Nevertheless, he attended the 3rd ICSS in Fukuoka in 1986 with Professor TAKAGISHI as chairman. He met Doctor NEER there and was appointed to host and organize the 5th ICSS in Paris in 1992. In FUKUOKA, together with Norbert GSCHWEND, he decided to found a European society to counter balance the American group and to help the organisation of the International Conference in Paris.. Norbert GSCHWEND was very well known in France for his publications on the rheumatoid shoulder. He was fluent in French and English, German, Italian and other languages I forget. Also Norbert had many connections with surgeons all over the world and especially in Europe, like Mario RANDELLI in Italy, Otto SNEPPEN in Denmark, Mickael WATSON in England, Jochen EULERT in Germany. The SECEC was founded in 1987 and the inaugural congress was held in Paris during the French Orthopaedic Society Congress under the patronage of C.S. NEER.
Norbert was the first President, Didier PATTE was General Secretary and there were seven other members who became in turn Presidents of the SECEC: Daniel GOUTALLIER, his good and probably best friend, Mario RANDELLI, Otto SNEPPEN, Jochen EULERT, Mickael WATSON. Didier Patte wanted that the Society should be bilingual to allow the French people to report their works and to debate on equal terms with other surgeons in Europe.

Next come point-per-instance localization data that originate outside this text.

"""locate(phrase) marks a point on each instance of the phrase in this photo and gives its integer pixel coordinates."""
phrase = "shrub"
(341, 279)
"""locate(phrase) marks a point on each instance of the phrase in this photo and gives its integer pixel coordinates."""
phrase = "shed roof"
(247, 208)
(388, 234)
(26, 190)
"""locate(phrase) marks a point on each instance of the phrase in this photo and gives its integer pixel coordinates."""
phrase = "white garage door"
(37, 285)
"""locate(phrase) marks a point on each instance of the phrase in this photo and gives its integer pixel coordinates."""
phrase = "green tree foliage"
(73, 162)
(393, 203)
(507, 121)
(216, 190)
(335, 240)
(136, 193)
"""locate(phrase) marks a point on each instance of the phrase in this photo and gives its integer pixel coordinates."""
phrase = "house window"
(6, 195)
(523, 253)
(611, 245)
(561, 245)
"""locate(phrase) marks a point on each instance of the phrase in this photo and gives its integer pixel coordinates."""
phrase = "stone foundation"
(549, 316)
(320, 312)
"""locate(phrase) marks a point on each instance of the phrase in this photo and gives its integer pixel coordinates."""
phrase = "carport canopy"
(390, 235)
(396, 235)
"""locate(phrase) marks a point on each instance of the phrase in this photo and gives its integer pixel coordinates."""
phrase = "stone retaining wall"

While the SECEC was starting to be successful, a lung cancer stopped his incredible energy in the winter of 1988. He was a hard smoker and liked the "café crème" cigars maybe more than his life. The day before his death, he was still smoking cigars in his bed at the Villejuif Hospital Didier PATTE was extremely kind and a great support for his young colleagues. He was so enthusiastic and charismatic that he gave the desire to many of us to specialize in Shoulder Surgery and to dedicate their career to this specialty. He was the one who actually initiated, together with Michel MANSAT, the subspecialty of shoulder surgery in France and then in Europe: I am sure that he would have been proud to see what the SECEC is now .

He died on February 28, 1989 and we will remember and honor him either as a friend, a mentor, a master, a father or a Godfather. He never let anybody unconcerned or indifferent.
I am happy that the SECEC honors him on occasion of its 20th anniversary.